6. Limitations and Contextual Considerations
While MiniRocket is robust and universally applicable, key limitations include:
- Temporal localization: PPV pooling discards feature location information; HDC-MiniROCKET remedies this where necessary (Schlegel et al., 2022).
- Global context: For tasks requiring explicit timing or positional encoding, vanilla MiniRocket is suboptimal (see synthetic “catastrophic failure” toy datasets).
- Pooling operator rigidity: Single-statistic pooling (PPV) can underperform where max, mean, or length-segment features are critical, motivating variants like SelF-Rocket (Lo et al., 2024).
- Classical linear head: Linear classifier suffices for many regimes but can be outperformed by SVM or shrinkage-LDA in high-dimensional, imbalanced settings (Wu et al., 2022).
7. Impact, Best Practices, and Current Status in TSC
MiniRocket is widely adopted as the reference fast, scalable fixed-feature transform for time series classification, particularly:
- When computational speed or reproducibility is essential.

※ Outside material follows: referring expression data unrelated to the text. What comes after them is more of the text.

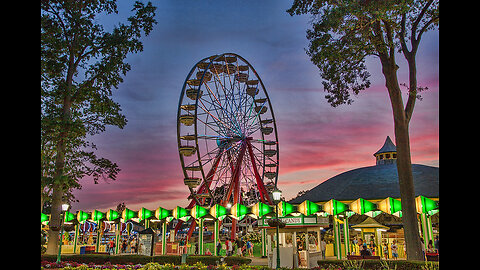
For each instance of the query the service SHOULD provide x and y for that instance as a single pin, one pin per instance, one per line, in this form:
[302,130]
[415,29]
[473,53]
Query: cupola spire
[387,154]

- In data-scarce environments or real-time pipelines, due to parameter-free feature extraction.
- As a drop-in encoder for hybrid neural systems, or as a baseline for benchmarking new TSC algorithms.

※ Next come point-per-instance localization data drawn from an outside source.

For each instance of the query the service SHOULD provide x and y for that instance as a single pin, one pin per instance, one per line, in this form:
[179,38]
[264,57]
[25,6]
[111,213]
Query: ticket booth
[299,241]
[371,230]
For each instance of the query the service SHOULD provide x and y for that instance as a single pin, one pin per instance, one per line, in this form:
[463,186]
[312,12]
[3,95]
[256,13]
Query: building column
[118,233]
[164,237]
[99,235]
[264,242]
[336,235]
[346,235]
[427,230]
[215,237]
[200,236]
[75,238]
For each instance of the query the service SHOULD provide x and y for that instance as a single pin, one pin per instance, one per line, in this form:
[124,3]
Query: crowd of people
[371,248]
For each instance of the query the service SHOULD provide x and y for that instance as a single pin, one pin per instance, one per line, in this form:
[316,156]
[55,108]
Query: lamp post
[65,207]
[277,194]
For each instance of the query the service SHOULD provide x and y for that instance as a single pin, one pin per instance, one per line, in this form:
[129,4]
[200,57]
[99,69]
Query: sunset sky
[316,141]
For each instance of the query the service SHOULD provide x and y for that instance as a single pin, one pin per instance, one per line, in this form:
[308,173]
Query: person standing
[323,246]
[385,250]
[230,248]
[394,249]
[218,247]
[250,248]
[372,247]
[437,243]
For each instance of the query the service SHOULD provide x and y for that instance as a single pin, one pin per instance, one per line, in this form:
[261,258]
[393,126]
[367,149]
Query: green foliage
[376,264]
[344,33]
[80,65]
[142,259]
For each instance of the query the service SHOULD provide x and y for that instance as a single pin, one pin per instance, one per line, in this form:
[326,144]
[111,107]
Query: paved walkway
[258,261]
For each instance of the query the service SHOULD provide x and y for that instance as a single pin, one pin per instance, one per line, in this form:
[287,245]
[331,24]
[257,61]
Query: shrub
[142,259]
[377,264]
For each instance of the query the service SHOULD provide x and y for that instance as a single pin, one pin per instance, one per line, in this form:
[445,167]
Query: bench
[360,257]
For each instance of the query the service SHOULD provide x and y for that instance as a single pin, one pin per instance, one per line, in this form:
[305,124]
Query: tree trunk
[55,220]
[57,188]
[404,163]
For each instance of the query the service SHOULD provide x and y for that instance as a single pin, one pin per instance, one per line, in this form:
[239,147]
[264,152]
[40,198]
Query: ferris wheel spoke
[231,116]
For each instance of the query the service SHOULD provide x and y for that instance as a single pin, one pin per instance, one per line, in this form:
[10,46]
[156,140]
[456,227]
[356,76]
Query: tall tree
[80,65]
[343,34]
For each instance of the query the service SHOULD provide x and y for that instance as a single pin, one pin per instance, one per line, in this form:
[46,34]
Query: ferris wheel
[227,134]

Empirical studies consistently place MiniRocket among the most accurate and computationally efficient TSC methods available, with a technical profile that favors simplicity, scalability, and hardware-agnostic parallelization. It remains the default choice for most TSC settings outside of deep ensemble models or tasks with strong global temporal structure(Dempster et al., 2020, Lo et al., 2024, Homm et al., 17 Apr 2025, Nguyen et al., 29 Dec 2025, Schlegel et al., 2022).